À partir de l’analyse d’images qui illustrent particulièrement bien cette migration du stigmate au fétiche, le séminaire souhaiterait interroger la temporalité propre à l’image. L’hypothèse est qu’elle converge sur plusieurs points avec la temporalité psychique développée par la psychanalyse et notamment avec la notion de Nachträglichkeit (après-coup) qui caractérise le processus de réorganisation et de réinscription des événements traumatiques.
Les diverses conférences vont montrer que, si l’on reconnaît à l’image cette temporalité anachronique, rétroactive et paradoxale, les catégories d’irreprésentable, d’inimaginable et d’indicible cessent d’être efficaces et pertinentes pour une lecture des événements traumatiques de l’histoire.

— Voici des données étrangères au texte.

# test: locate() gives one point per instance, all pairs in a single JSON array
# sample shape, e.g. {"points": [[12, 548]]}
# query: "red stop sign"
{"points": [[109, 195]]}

Emmanuel Alloa est philosophe et théoricien de l’image. Maître de conférences en philosophie auprès de l’Université de Saint-Gall (Suisse), il est Senior Fellow auprès du Centre eikones sur l’image (Bâle) et enseigne l’esthétique au département d’Arts plastiques à l’Université de Paris 8. Dernières publications : La résistance du sensible (Kimé, 2008), Penser l’image (Presses du réel, 2010), L’Image diaphane (diaphanes, 2011), Du sensible à l’œuvre (La lettre volée, 2012). Il codirige auprès des Presses du réel la collection « Perceptions » dédiée à la logique du visuel et à ses transformations contemporaines. Ses recherches actuelles portent sur l’image testimoniale.